= Gregory V. Palmer =

American Methodist bishop

Gregory Vaughn Palmer (born August 8, 1954) is an American bishop of The United Methodist Church, elected in 2000. He was born and raised in Philadelphia, Pennsylvania. His father, Herbert Palmer, is also a United Methodist pastor.

==Education==
He was educated in the Philadelphia public schools. In 1976 he earned the B.A. degree at George Washington University. His M.Div. degree is from the Duke Divinity School (1979). Palmer was awarded an honorary D.D. from Baldwin-Wallace College in 1999.

==Ordained ministry==
Prior to his election to the episcopacy, Bishop Palmer served as a pastor and a district superintendent. He entered the ministry in his home Eastern Pennsylvania Annual Conference of the United Methodist Church in 1977. He served churches in North Carolina, where he was the pastor of the Granville-Vance U.M. Charge in Oxford, North Carolina and of the Asbury Temple United Methodist Church in Durham, North Carolina.

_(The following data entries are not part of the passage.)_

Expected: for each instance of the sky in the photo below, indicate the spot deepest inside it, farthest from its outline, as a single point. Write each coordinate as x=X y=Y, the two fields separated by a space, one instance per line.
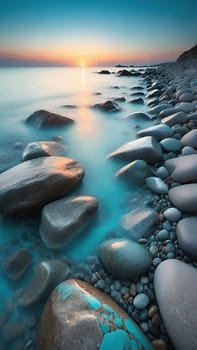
x=92 y=32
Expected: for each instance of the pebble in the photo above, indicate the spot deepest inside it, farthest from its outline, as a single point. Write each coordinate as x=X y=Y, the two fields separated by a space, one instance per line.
x=141 y=301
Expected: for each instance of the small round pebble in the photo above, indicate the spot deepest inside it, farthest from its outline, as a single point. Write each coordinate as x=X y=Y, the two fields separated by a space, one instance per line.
x=141 y=301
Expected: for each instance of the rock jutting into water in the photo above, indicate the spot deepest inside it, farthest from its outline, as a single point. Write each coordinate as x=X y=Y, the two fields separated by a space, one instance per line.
x=62 y=220
x=32 y=184
x=44 y=119
x=43 y=149
x=78 y=316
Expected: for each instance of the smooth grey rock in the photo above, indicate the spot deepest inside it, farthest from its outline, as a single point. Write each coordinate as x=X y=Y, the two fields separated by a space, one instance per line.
x=141 y=301
x=138 y=115
x=171 y=145
x=177 y=118
x=172 y=214
x=135 y=171
x=168 y=111
x=187 y=150
x=186 y=106
x=183 y=169
x=162 y=172
x=124 y=259
x=78 y=316
x=160 y=131
x=160 y=107
x=156 y=185
x=190 y=139
x=45 y=119
x=43 y=149
x=140 y=222
x=108 y=106
x=17 y=264
x=187 y=236
x=63 y=219
x=184 y=197
x=47 y=275
x=175 y=286
x=145 y=148
x=30 y=185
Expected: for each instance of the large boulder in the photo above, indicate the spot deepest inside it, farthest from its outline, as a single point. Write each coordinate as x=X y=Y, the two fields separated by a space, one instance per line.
x=78 y=316
x=62 y=220
x=146 y=148
x=184 y=197
x=46 y=277
x=43 y=149
x=175 y=286
x=187 y=237
x=124 y=259
x=32 y=184
x=135 y=171
x=183 y=169
x=140 y=222
x=44 y=118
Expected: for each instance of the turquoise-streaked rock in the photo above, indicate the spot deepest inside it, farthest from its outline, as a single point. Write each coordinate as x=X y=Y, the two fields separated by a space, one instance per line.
x=175 y=286
x=183 y=169
x=156 y=185
x=171 y=145
x=32 y=184
x=43 y=149
x=47 y=275
x=135 y=171
x=140 y=222
x=172 y=214
x=146 y=148
x=45 y=119
x=62 y=220
x=184 y=197
x=159 y=131
x=124 y=259
x=71 y=321
x=187 y=236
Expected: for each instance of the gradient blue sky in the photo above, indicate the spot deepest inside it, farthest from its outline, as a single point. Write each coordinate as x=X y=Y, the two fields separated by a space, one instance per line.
x=95 y=32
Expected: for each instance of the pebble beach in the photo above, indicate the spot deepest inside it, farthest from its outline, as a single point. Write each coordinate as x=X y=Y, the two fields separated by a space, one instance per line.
x=137 y=289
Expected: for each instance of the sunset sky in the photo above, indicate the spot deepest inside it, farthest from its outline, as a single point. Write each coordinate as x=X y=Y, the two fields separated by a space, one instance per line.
x=92 y=32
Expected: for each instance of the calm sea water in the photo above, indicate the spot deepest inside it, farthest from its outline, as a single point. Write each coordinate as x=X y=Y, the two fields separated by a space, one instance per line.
x=94 y=135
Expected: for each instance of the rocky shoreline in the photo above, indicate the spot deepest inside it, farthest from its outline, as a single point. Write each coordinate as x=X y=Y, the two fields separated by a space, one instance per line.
x=151 y=278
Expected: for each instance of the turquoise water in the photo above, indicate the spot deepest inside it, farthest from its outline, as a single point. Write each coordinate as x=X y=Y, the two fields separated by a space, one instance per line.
x=95 y=134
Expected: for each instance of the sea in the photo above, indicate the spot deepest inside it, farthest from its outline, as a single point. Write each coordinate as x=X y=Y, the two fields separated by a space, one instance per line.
x=71 y=92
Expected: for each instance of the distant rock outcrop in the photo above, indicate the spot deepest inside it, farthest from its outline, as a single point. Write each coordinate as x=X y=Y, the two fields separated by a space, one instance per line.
x=188 y=55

Transferring to the East Ohio Annual Conference in 1979, he served as pastor of the East Glenville United Methodist Church in Cleveland (1979–81), and of the Werner United Methodist Church in Cleveland (1981–85). He then became the Organizing Pastor of the James S. Thomas United Methodist Church in Canton, Ohio (1985–90). In 1990 Palmer was appointed superintendent of the Youngstown District of the East Ohio Conference. He served in this capacity until 1993 when he was appointed pastor of the Berea United Methodist Church in Berea, Ohio. It was from this position that he was elected a bishop by the North Central Jurisdictional Conference of the United Methodist Church.

Palmer was elected a delegate from East Ohio to United Methodist General and Jurisdictional Conferences (1988–2000), serving as the Delegation Chairperson in 1996. He served on the United Methodist General Council on Ministries. He has been a trustee of Baldwin-Wallace College, Ohio Wesleyan University, and United Theological Seminary. He has also been an adjunct instructor in religion at Baldwin-Wallace.

Bishop Palmer served as resident bishop of the Iowa Area from 2000 until 2008. He served his first quadrennium as resident bishop of the Illinois Episcopal Area (Illinois Great Rivers Annual Conference), assigned there in 2008. He is serving the Ohio West Episcopal Area (West Ohio Annual Conference), assigned there in 2012. He was the president of the United Methodist Council of Bishops from May 2008 to May 2010.

==Personal==
Bishop Palmer is married to Cynthia Palmer. They have two children.